Big Tech taking action against objectionable content following riot

In the aftermath of the riot at the U.S. Capitol, which has resulted in the deaths of at least five people, various social media networks have taken action against Trump and other contents that violate their policies.

On Jan. 7, Facebook officials announce they will disable Trump's Facebook and Instagram accounts indefinitely. Twitter had also permanently suspended Trump's personal account following a review, citing "the risk of further incitement of violence."

On Jan. 8, Reddit officials announced they have banned the subreddit group r/DonaldTrump for "repeated policy violations in recent days regarding the violence at the U.S. Capitol.

Meanwhile, Google and Apple dropped the app "Parler" from their respective app stores, citing a lack of moderation for egregious content.
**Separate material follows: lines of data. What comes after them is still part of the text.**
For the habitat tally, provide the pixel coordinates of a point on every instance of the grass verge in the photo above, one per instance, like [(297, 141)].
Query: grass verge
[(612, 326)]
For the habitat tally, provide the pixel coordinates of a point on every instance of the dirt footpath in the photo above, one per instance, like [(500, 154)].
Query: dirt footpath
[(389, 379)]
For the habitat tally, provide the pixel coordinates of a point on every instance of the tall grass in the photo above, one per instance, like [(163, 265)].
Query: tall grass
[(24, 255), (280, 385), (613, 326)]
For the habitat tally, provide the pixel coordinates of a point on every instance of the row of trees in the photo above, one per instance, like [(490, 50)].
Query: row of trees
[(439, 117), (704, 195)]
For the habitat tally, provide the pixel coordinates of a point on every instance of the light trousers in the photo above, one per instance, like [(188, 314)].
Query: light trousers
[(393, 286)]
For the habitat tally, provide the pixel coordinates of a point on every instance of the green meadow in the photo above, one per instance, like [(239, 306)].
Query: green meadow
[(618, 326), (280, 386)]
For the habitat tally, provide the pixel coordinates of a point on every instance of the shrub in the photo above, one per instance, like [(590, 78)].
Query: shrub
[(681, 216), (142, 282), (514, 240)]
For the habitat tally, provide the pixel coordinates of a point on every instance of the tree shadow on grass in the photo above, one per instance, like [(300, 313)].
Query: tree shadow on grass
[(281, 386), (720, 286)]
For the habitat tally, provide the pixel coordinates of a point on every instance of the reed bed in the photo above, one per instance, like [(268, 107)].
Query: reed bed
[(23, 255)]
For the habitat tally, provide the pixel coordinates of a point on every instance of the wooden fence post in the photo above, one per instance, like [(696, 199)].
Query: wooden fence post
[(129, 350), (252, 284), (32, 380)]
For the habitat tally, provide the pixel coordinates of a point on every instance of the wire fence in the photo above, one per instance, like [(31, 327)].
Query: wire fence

Amazon later suspended the social network from its servers.

Parler had faced criticism following the riot, as screenshots taken from the network and shared on other social media platforms appear to show its users openly discussing plans for violence at the rally that preceded the attack on the Capitol, including bringing weapons and imagining how they would wield them against their political opponents.

On Jan. 11, Twitter announced it has removed more than 70,000 QAnon-associated accounts. The far-right conspiracy theory has existed in the darker corners of the internet since late 2017, but has been creeping into mainstream politics more and more.

The baseless theory centers on an alleged anonymous, high-ranking government official known as "Q" who shares information about anti-Trump government officials, often allegedly tied to Satanism and child sex trafficking.

During the riot, police officers were photographed fending off a man in a "Q" sweatshirt from the Senate chamber. A leading promoter of QAnon was also photographed in Senate chambers wearing bull horns and face paint.

That person, since identified as Jacob Anthony Chansley (commonly known as Jake Angeli) was taken into custody on Jan. 9, and is accused of violent entry and disorderly conduct on Capitol grounds.

The Associated Press (AP) contributed to this report.